Femminineo, whose husband is Judge Jacob Femminineo of 41B District Court in Clinton Township, took the stand at the start of Wheeler’s jury trial in front of Judge Julie Gatti in the county courthouse in Mount Clemens.
Macomb prosecutors contend Wheeler, 31, premeditated the shooting and should be convicted of first-degree murder, which carries a mandatory sentence of life without parole. Wheeler’s attorney, Noel Erinjeri, is seeking conviction of a lower offense, second-degree murder or manslaughter.
Assistant Macomb Prosecutor Kumar Palepu told the jury in his opening statement Wheeler had time to plan the shooting as he walked 27 feet to a bedroom closet to retrieve the handgun he used to shoot her during a heated exchange with his estranged wife .
“It’s about choice, his choice, which was deliberate,” Palepu said. “He decided to take the steps, literally steps,” to get the gun and shoot her “until there were no bullets left.”
Palepu said when Mrs. Wheeler arrived at the home, she began to video and audio record the incident on her phone. She also looked for evidence of Wheeler’s drinking. Wheeler can be heard screaming, “Get the f— out of my house. Get the f— out of my life.”

After Wheeler “grabs and shoves” her, she calls 911.
“He put his hands on me. I have it on video,” she told Macomb County Sheriff’s dispatcher Taryn Grady, according to a recording of the call previously played in court. “He grabbed me and tried to push me out of the home,” Jordan tells the dispatcher.
Steven Wheeler can be heard in the background denying it, and Jordan responds, “It’s on video.”
The dispatcher then asks whether “he has guns.”
“Yes, he has guns” that are “somewhere in the house, probably in the bedroom,” Jordan replies.
The dispatcher moments later asks, “How many children are in the home?”
But Jordan doesn’t answer, and seconds later five gunshots are heard on the recording.
Steven Wheeler then is heard yelling, “F— you.
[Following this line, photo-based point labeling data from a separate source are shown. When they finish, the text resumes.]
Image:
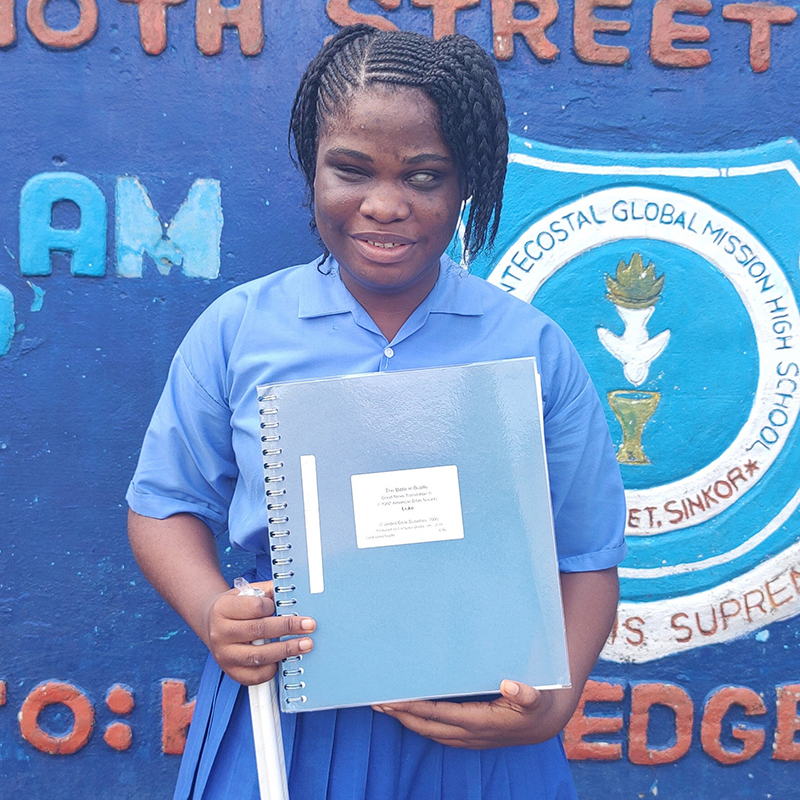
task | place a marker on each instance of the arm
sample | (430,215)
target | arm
(523,715)
(178,556)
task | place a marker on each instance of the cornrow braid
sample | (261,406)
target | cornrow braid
(455,73)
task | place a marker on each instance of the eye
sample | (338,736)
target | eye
(349,173)
(422,179)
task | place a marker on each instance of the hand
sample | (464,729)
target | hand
(236,621)
(522,715)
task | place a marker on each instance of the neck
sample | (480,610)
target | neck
(390,310)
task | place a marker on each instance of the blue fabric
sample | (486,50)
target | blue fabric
(201,455)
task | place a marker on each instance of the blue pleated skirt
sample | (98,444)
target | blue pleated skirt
(354,754)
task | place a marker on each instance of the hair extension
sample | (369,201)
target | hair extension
(455,73)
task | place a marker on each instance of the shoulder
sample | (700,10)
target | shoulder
(524,330)
(237,320)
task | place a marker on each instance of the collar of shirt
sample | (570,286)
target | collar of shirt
(324,294)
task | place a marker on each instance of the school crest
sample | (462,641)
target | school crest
(677,278)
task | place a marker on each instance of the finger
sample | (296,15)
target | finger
(425,726)
(247,631)
(265,586)
(271,653)
(460,714)
(520,694)
(232,605)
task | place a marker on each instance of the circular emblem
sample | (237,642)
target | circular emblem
(686,325)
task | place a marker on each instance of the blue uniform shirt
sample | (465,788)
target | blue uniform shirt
(202,455)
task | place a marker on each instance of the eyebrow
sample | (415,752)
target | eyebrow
(421,158)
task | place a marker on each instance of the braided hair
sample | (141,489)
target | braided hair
(454,72)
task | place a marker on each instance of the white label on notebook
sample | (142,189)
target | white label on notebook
(308,477)
(407,506)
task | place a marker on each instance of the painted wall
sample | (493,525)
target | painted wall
(145,172)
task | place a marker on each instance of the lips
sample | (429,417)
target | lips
(383,247)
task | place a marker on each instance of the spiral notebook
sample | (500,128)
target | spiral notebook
(409,514)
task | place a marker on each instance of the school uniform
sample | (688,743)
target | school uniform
(202,455)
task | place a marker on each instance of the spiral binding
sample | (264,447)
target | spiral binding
(279,534)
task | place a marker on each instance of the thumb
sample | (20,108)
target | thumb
(520,693)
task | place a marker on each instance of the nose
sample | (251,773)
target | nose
(385,202)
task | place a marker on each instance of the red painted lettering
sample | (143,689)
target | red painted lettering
(582,725)
(63,40)
(505,25)
(54,693)
(176,714)
(8,30)
(679,627)
(444,14)
(153,23)
(785,748)
(760,17)
(665,32)
(212,17)
(586,25)
(643,697)
(751,737)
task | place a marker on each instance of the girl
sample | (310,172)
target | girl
(393,132)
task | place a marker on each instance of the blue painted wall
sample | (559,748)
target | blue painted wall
(84,350)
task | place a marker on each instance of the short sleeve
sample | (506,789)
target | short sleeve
(187,463)
(585,484)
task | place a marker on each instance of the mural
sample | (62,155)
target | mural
(650,210)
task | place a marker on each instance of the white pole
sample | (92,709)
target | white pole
(266,717)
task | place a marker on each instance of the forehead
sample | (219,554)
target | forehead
(398,117)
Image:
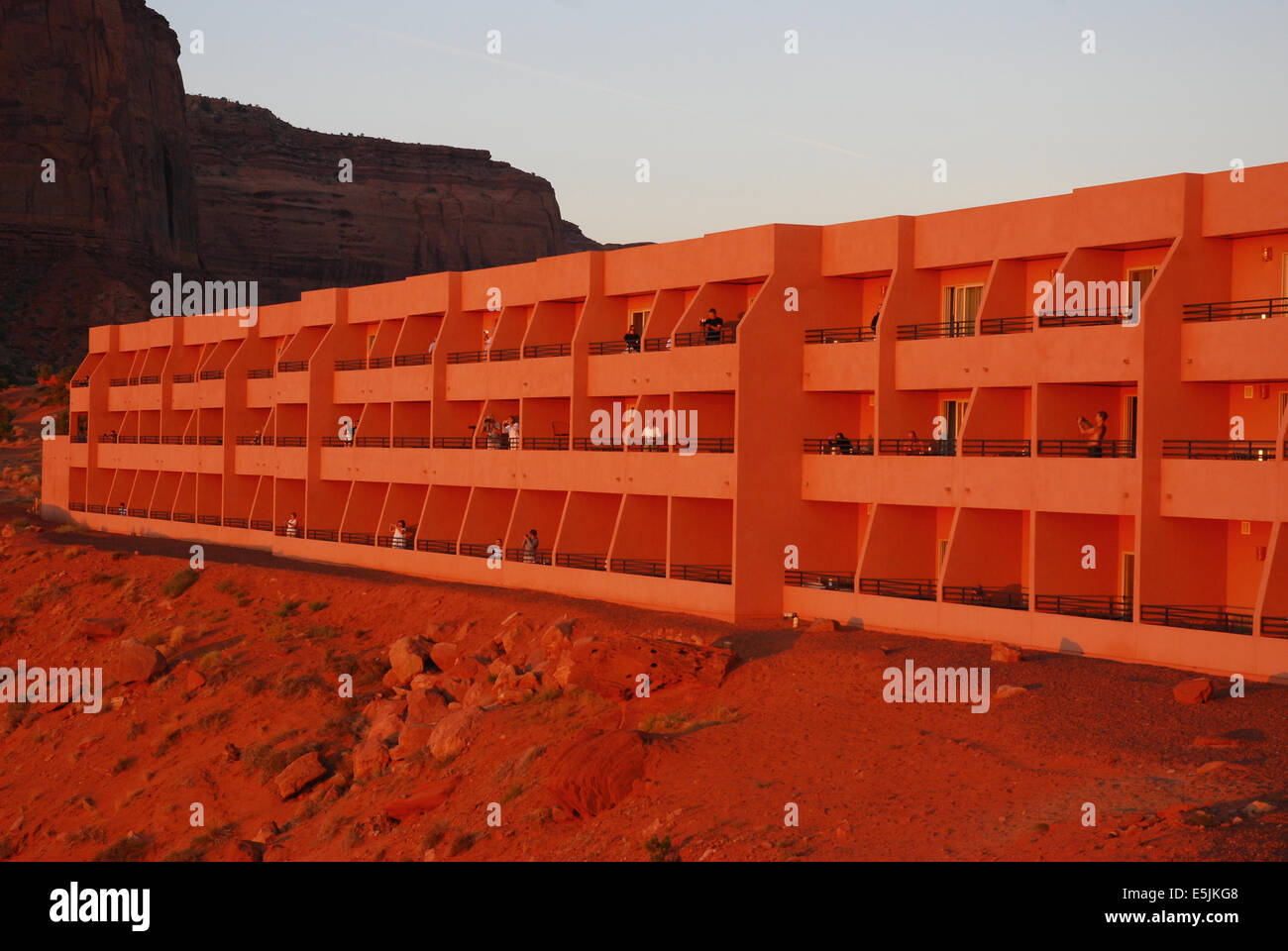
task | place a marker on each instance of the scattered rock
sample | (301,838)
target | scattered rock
(424,799)
(454,732)
(1005,654)
(136,661)
(301,772)
(1194,690)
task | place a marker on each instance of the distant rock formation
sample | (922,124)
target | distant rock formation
(147,180)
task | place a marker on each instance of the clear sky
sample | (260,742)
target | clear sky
(735,131)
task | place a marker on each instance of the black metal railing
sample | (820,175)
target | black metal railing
(712,335)
(638,566)
(588,562)
(537,351)
(1256,450)
(1113,449)
(996,448)
(437,545)
(820,581)
(707,574)
(993,326)
(1254,309)
(1081,318)
(535,557)
(917,589)
(840,335)
(840,448)
(934,330)
(413,359)
(1198,617)
(1108,606)
(1274,626)
(1012,598)
(545,442)
(918,448)
(603,348)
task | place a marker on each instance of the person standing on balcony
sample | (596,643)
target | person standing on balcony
(1094,433)
(711,324)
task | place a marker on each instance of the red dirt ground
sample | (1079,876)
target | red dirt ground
(798,719)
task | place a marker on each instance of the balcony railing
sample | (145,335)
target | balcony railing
(838,448)
(822,581)
(1257,450)
(1116,449)
(437,545)
(917,589)
(1074,318)
(996,448)
(1108,607)
(1254,309)
(993,326)
(703,338)
(840,335)
(1274,626)
(413,359)
(587,562)
(1012,598)
(1199,617)
(537,351)
(918,448)
(522,555)
(638,566)
(545,442)
(707,574)
(935,329)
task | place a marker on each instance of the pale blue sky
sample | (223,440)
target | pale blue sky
(739,133)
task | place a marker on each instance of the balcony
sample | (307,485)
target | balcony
(1247,450)
(1106,607)
(1198,617)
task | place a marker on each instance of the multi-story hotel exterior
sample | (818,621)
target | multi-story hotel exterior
(927,472)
I f—ing killed you bitch. I shot you in the f—ing head.”
He screams at the dispatcher, “I shot her in the f—ing head.”
He exits the home and outside repeats that to a neighbor who was approaching.
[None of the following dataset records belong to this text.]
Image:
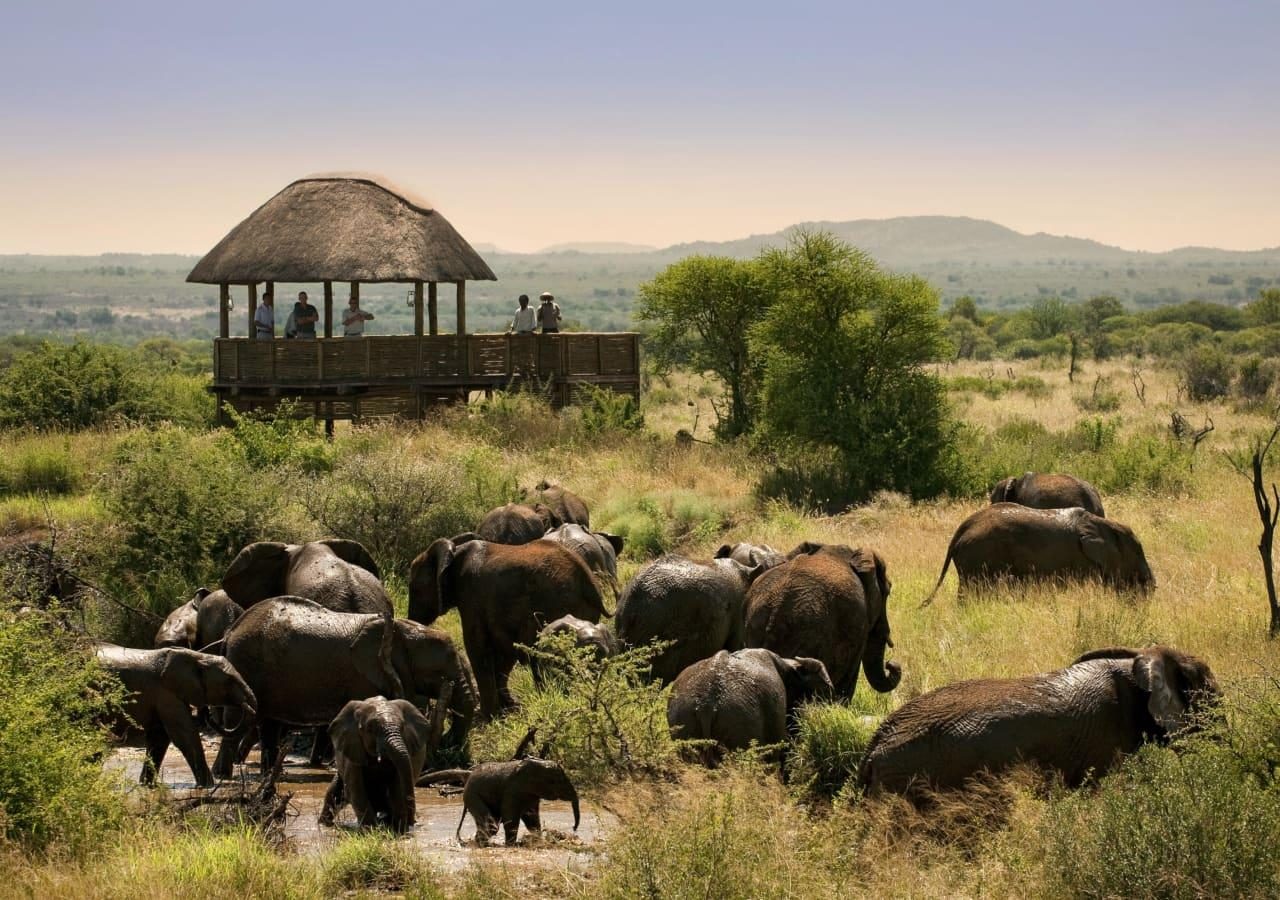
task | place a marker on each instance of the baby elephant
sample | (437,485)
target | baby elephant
(744,697)
(163,685)
(1077,721)
(379,749)
(507,793)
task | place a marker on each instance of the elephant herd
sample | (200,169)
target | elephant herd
(305,636)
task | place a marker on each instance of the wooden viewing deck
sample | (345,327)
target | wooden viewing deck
(405,375)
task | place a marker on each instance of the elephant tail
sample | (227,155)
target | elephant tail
(946,563)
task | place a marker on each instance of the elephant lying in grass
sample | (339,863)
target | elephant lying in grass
(163,685)
(1009,540)
(1074,722)
(507,794)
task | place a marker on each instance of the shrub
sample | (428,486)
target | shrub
(1206,373)
(53,789)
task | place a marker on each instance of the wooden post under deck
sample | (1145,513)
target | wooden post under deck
(252,310)
(224,314)
(328,309)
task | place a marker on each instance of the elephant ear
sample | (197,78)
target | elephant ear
(428,598)
(807,548)
(417,727)
(1156,675)
(355,553)
(257,572)
(344,732)
(181,674)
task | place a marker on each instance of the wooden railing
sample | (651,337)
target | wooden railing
(443,359)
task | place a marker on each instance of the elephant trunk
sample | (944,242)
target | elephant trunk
(881,676)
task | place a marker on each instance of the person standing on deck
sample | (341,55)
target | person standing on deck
(548,314)
(525,320)
(305,318)
(264,319)
(353,320)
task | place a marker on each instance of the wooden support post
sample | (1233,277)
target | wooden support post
(224,314)
(252,310)
(328,307)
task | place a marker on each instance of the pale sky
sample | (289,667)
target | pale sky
(156,127)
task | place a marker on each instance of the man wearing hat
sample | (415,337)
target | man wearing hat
(548,314)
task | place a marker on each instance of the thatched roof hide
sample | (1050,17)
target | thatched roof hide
(341,229)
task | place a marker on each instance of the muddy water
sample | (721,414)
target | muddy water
(437,817)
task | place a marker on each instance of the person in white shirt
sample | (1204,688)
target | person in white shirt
(264,319)
(525,320)
(353,320)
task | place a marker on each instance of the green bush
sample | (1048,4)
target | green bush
(1169,825)
(183,505)
(53,789)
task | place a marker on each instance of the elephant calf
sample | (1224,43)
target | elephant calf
(379,749)
(739,698)
(1077,721)
(508,794)
(163,685)
(1009,540)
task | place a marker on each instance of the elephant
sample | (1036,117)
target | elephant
(504,594)
(379,749)
(179,626)
(507,793)
(599,549)
(517,524)
(567,506)
(1048,492)
(828,602)
(305,662)
(696,606)
(1074,722)
(744,697)
(752,554)
(1009,540)
(585,634)
(163,685)
(337,574)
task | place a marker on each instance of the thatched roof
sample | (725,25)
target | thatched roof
(341,229)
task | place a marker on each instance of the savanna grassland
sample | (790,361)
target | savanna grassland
(149,514)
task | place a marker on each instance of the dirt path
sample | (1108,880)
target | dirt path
(437,817)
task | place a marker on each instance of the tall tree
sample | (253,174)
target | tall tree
(703,309)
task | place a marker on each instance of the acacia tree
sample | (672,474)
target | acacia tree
(703,309)
(845,389)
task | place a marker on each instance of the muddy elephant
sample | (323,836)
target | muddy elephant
(517,524)
(592,635)
(599,549)
(379,749)
(567,506)
(737,698)
(163,685)
(305,663)
(696,606)
(752,554)
(828,602)
(1009,540)
(504,594)
(1048,492)
(1074,722)
(337,574)
(507,794)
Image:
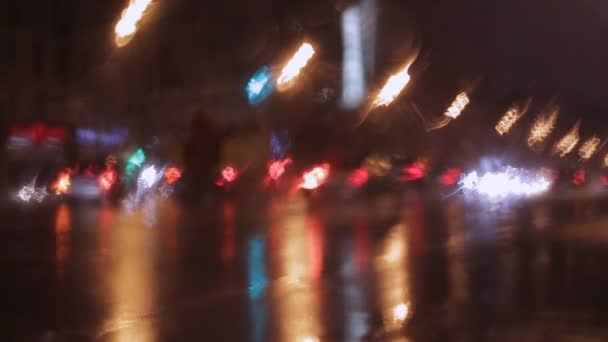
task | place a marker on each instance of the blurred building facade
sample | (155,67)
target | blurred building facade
(47,49)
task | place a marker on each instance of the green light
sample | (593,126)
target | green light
(137,159)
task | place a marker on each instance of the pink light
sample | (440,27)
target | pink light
(63,183)
(172,175)
(107,179)
(315,177)
(414,172)
(229,175)
(358,178)
(450,177)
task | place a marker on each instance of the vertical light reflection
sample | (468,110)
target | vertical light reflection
(456,241)
(356,308)
(353,76)
(63,225)
(257,281)
(541,217)
(393,273)
(131,283)
(297,290)
(105,218)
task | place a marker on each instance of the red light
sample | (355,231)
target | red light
(172,175)
(63,183)
(579,177)
(229,175)
(55,133)
(107,179)
(450,177)
(315,177)
(414,172)
(358,178)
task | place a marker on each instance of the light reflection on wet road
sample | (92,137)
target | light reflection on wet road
(289,270)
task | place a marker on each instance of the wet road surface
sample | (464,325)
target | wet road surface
(384,269)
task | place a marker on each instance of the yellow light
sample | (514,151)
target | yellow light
(459,104)
(400,312)
(127,25)
(566,144)
(589,148)
(393,87)
(511,117)
(63,183)
(543,127)
(295,65)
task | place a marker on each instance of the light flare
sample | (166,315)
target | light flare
(589,148)
(127,25)
(295,65)
(172,175)
(460,103)
(393,87)
(229,175)
(510,182)
(566,144)
(63,182)
(450,176)
(30,192)
(107,179)
(400,312)
(149,176)
(543,127)
(510,118)
(276,168)
(358,178)
(315,177)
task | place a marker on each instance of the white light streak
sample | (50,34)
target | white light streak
(127,25)
(353,79)
(510,118)
(589,148)
(460,103)
(393,87)
(295,65)
(566,144)
(511,182)
(543,127)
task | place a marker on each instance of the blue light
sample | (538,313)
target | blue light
(280,143)
(86,136)
(258,279)
(260,86)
Meanwhile, Kelly Femminineo, who was tracking her sister’s location on her phone, says she drove to the home. There, she found the two boys in a neighbor’s truck and learned of her sister’s death from police, who had already arrived.
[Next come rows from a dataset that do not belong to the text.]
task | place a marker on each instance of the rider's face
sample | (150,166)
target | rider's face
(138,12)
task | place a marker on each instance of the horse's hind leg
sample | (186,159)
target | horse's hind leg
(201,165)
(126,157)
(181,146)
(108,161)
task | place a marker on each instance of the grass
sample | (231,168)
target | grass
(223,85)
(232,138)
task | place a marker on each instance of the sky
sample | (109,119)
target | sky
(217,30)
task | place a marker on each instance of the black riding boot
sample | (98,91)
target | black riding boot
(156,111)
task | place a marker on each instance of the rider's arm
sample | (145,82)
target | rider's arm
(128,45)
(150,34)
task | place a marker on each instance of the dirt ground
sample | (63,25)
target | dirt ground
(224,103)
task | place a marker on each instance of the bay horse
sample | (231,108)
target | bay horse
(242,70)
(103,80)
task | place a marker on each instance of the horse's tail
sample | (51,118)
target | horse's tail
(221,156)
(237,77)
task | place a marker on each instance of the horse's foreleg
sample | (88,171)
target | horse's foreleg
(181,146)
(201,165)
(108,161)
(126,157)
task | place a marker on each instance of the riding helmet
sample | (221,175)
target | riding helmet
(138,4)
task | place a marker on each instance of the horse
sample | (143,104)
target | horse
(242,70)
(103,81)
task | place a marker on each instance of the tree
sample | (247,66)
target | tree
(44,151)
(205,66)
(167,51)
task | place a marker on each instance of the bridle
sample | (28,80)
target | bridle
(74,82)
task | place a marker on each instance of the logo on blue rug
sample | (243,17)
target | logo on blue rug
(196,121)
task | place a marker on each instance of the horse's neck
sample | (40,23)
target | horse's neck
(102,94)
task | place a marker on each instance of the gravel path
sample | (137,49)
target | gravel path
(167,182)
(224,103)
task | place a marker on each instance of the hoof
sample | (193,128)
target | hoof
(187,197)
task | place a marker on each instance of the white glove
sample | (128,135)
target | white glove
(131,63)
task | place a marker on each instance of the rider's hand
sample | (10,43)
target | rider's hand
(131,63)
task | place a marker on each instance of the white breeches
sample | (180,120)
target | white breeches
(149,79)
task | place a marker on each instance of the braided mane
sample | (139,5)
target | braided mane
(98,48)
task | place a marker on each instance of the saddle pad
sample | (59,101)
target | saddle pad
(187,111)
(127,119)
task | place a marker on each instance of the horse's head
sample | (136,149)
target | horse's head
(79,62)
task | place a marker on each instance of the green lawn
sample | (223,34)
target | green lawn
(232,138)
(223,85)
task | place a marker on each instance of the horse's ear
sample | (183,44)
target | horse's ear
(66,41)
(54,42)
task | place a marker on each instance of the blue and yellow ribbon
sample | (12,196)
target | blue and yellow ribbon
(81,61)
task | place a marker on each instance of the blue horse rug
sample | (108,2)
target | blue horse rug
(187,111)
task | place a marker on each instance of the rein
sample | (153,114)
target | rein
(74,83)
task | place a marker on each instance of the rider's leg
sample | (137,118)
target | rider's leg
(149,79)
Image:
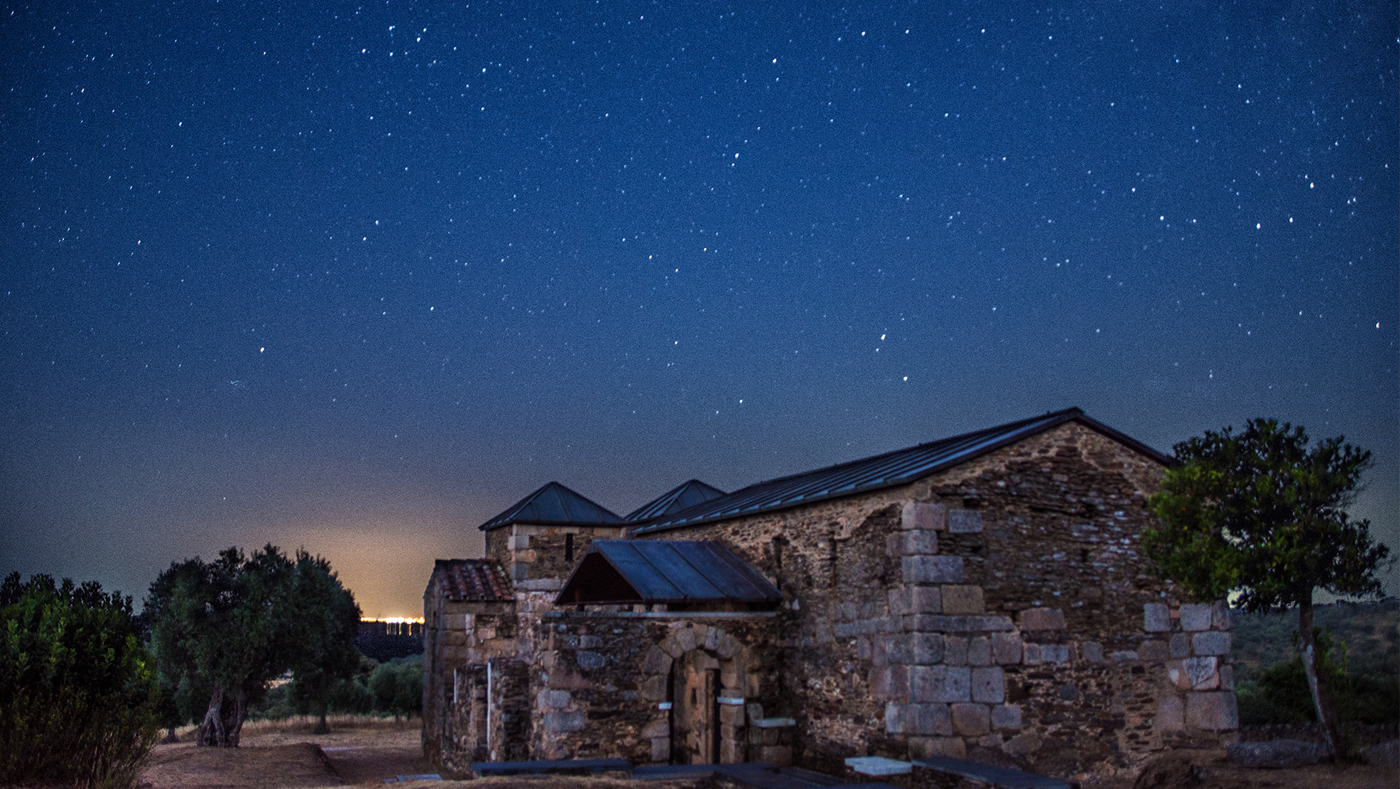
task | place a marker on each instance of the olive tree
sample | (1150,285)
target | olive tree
(231,626)
(1262,516)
Kelly Femminineo choked back tears at times during her testimony. She said she and Jordan were close, and described her as “amazing” and very involved with her children.
On the day of the incident, “She was great, in good spirits,” she said. She had taken her daughter to her dance lesson. “She made a really good dinner that was five star. Everything was normal,” Femminineo said.
In his opening statement, Erinjeri told jurors his client believed that he was “being set up” by his wife in relation to their divorce and child-custody case due to her recording her visit.
“He thought he was losing his kids,” he said. “This case is not about justification. It’s about what was going through his head.”
He said Wheeler did not plan the shooting, stating the bedroom from where he retrieved the gun was a short distance away, closer than the 27 feet suggested by the prosecution. The gun was located 27 feet from where Mrs. Wheeler’s body was found, not the distance he walked, he added.
“In a blink of an eye he shot Jordan,” he said. “When all is said and done, this was not first-degree premeditated murder.”